PARIS: La France doit impérativement reconstituer ses stocks de munitions et repenser sa stratégie en la matière, face aux enjeux posés notamment par le conflit ukrainien et la contestation de l'ordre mondial, selon les conclusions d'un rapport parlementaire.
Devenues, dans les décennies de paix de l'après chute du Mur, "une variable d'ajustement budgétaire", les munitions doivent désormais faire l'objet d'une politique guidée simultanément par l'urgence et les défis à venir, selon ce document co-rapporté par les députés Vincent Bru (Modem, Pyrénées-Atlantique) et Julien Rancoule (RN, Aude).
Car les munitions sont aussi longues à produire que rapides à s'épuiser. "Après des années de pénurie voire de léthargie, le contexte actuel suscite un sentiment d'urgence à reconstituer nos stocks", estime le rapport, réclamant pour autant "l'anticipation d'une stratégie de long terme".
La tâche est d'autant plus complexe que les enjeux diffèrent de la balle de fusil d'assaut au missile guidé en passant par l'obus moyenne portée.

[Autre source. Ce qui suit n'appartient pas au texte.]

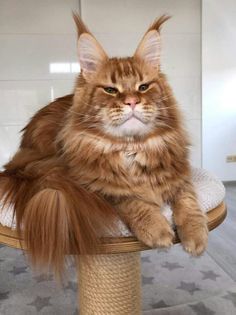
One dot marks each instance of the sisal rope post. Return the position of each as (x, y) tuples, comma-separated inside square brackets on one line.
[(110, 284)]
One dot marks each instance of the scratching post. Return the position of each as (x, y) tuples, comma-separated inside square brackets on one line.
[(110, 284)]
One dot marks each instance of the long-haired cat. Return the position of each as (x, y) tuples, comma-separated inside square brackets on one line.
[(117, 146)]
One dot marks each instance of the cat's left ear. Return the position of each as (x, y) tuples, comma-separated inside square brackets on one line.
[(149, 49)]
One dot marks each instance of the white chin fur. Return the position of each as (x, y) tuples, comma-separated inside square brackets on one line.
[(132, 127)]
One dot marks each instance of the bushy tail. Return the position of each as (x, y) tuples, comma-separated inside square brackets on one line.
[(55, 217)]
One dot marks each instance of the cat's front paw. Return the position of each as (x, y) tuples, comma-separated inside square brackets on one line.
[(194, 237), (155, 234)]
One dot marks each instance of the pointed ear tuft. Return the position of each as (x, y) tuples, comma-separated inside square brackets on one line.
[(81, 27), (157, 24), (149, 49), (91, 54)]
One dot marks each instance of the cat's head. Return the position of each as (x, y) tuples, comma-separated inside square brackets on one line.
[(122, 97)]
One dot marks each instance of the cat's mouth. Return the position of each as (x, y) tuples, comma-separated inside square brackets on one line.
[(133, 116)]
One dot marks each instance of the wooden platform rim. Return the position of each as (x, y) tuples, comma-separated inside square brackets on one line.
[(115, 245)]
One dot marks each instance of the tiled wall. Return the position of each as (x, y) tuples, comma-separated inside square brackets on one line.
[(34, 34), (219, 83)]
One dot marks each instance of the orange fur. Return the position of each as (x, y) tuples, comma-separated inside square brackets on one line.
[(88, 153)]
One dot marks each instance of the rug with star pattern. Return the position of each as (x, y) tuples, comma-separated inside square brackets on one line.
[(173, 283)]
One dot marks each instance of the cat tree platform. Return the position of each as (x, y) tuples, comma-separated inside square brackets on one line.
[(110, 282)]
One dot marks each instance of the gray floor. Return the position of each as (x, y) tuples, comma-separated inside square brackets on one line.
[(173, 282), (222, 243)]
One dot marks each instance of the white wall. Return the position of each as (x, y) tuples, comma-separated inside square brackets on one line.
[(119, 25), (34, 34), (219, 86)]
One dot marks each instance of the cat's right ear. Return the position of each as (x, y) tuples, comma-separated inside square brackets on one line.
[(91, 53)]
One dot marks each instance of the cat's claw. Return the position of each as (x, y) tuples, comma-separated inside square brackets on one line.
[(194, 242), (156, 236)]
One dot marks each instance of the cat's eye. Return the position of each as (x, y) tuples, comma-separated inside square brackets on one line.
[(110, 90), (143, 87)]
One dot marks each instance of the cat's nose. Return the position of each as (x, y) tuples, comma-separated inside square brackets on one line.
[(132, 101)]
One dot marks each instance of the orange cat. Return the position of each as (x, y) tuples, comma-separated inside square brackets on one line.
[(117, 143)]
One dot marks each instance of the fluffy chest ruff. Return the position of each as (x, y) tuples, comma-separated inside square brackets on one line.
[(148, 169)]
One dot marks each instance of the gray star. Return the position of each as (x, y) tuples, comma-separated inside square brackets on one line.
[(71, 285), (201, 309), (18, 270), (209, 275), (43, 277), (145, 259), (160, 304), (4, 295), (189, 287), (231, 296), (147, 280), (39, 303), (171, 266)]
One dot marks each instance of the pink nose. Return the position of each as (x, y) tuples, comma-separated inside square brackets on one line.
[(132, 101)]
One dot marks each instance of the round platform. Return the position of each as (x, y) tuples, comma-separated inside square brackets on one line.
[(114, 245)]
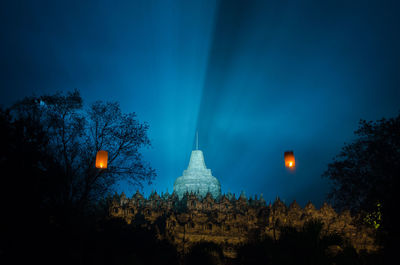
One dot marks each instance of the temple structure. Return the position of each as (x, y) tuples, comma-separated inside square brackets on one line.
[(197, 212), (197, 178)]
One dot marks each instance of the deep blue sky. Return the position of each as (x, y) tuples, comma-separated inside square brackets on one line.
[(255, 78)]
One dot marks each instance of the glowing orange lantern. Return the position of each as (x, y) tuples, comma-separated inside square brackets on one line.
[(101, 159), (289, 159)]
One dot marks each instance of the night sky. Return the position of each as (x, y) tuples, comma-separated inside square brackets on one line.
[(255, 78)]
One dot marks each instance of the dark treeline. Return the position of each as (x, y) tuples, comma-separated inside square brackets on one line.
[(55, 207)]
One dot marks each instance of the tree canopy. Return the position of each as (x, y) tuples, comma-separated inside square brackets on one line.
[(364, 177), (64, 136)]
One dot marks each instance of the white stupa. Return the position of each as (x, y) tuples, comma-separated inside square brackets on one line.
[(197, 178)]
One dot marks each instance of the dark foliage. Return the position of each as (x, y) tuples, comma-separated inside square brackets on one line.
[(307, 246), (365, 177), (54, 209), (205, 253)]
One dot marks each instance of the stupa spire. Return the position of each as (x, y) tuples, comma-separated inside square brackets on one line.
[(197, 140)]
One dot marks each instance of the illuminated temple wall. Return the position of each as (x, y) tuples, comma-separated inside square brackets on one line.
[(230, 221)]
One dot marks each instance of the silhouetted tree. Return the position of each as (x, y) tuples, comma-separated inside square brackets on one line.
[(49, 186), (73, 136), (365, 175)]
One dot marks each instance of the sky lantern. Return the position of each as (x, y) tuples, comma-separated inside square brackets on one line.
[(289, 159), (101, 159)]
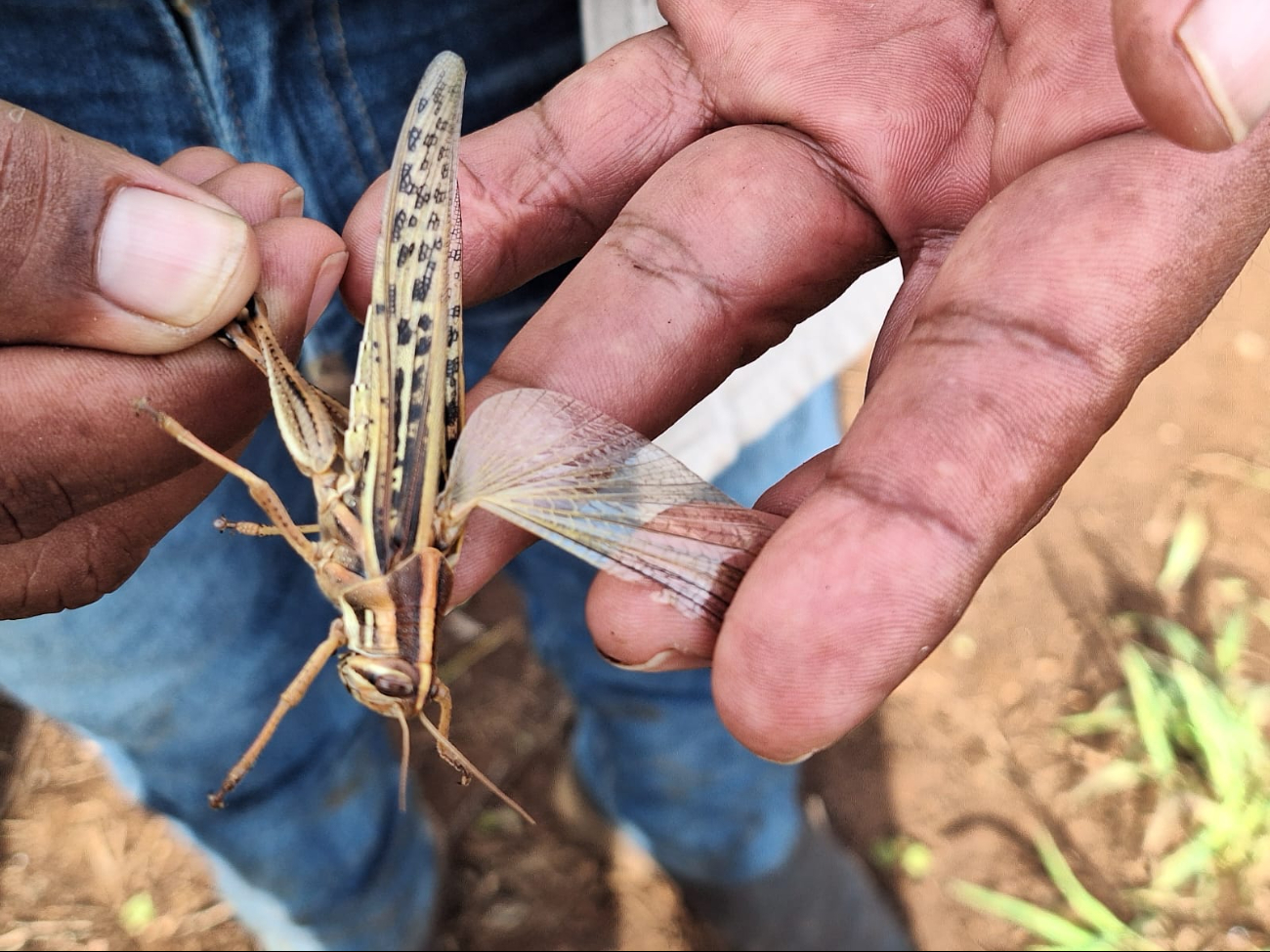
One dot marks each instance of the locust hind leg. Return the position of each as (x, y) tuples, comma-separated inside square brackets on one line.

Mais quel que soit l'objet étudié, le rapport tire des comparaisons édifiantes avec la crise des masques au début de l'épidémie de covid-19.
L'exemple des masques
La pénurie de masques "met en lumière les limites de l'approche privilégiée depuis dix ans de suppression des stocks au profit d'un modèle d'approvisionnement en flux tendus", écrivent les auteurs.
Or, les stocks permettent "de faire face à un taux élevé d'attrition, caractéristique de la haute intensité" - la guerre majeure Etat contre Etat - anticipée par l'état-major français depuis les années 2010.
L'invasion de l'Ukraine par la Russie le 24 février 2022, archétype de cette haute intensité, a de facto confirmé le retour de ces affrontements entre puissances, avec une utilisation massive des munitions par les belligérants.
Et la France, comme ses alliés de l'Otan, absorbe depuis un an les énormes demandes de Kiev, tout en sauvegardant un stock opérationnel suffisant en cas d'agression directe.
Pour l'avenir, le rapport pose trois hypothèses de conflit: un engagement majeur de l'Otan, une guerre limitée à l'Europe dans lequel la France serait "automatiquement" nation-cadre, ou une attaque sur des territoires outremer avec en filigrane la crainte d'un affrontement avec la Chine en Indopacifique.
Trois scénarios, trois stratégies, qui interrogent sur l'arbitrage entre "rusticité et technologie". Autrement dit, entre matériel simple mais robuste et réparable sur le champ de bataille, et équipement sophistiqué, efficace mais bourré d'électronique donc exposé à une dégradation rapide.
Masse et technologie
Là aussi, le conflit en Ukraine a modifié les perceptions, notamment la stratégie de l'ex-armée rouge, capable d'absorber de lourdes pertes pour noyer son adversaire par la "masse".
Un cas d'espèce qui illustre "non pas le dilemme entre masse et technologie mais plutôt leur indispensable complémentarité", font valoir les auteurs, soulignant la coexistence côté ukrainien de "systèmes très anciens présents en grandes quantités (...), aux côtés d'autres systèmes beaucoup plus modernes mais en quantité plus réduite".
Le rapport préconise donc de "favoriser le panachage des munitions", en insistant sur la "masse".
Concernant le petit calibre, les députés rappellent que, notamment pour des questions de rentabilité, la fourniture des balles en France a été largement externalisée.
Ce choix, sur fond de dilemme entre rentabilité et souveraineté, est aujourd'hui fragilisé. "Ayant en tête l'épisode douloureux des masques arrachés sur les tarmacs des aéroports au plus fort de la crise sanitaire, les rapporteurs considèrent la dépendance totale envers les importations (...) comme incohérente".
Et suggèrent "une relocalisation de la filière du petit calibre au niveau français ou, à défaut, européen". Cette décision imposerait à l'Hexagone d'en devenir non seulement producteur mais exportateur, et aux entreprises de jouir de la "régularité des commandes étatiques".
Le rapport alerte enfin sur les approvisionnements critiques importés: aluminium, nickel, titane et palladium, mais aussi composants électroniques et semi-conducteurs, matériaux composites, poudres.
Avec là aussi, la nécessité de se préparer à des flux commerciaux réduits par une potentielle autre crise, avec son lot de partenariats qui s'affaiblissent et d'alliances qui se renversent.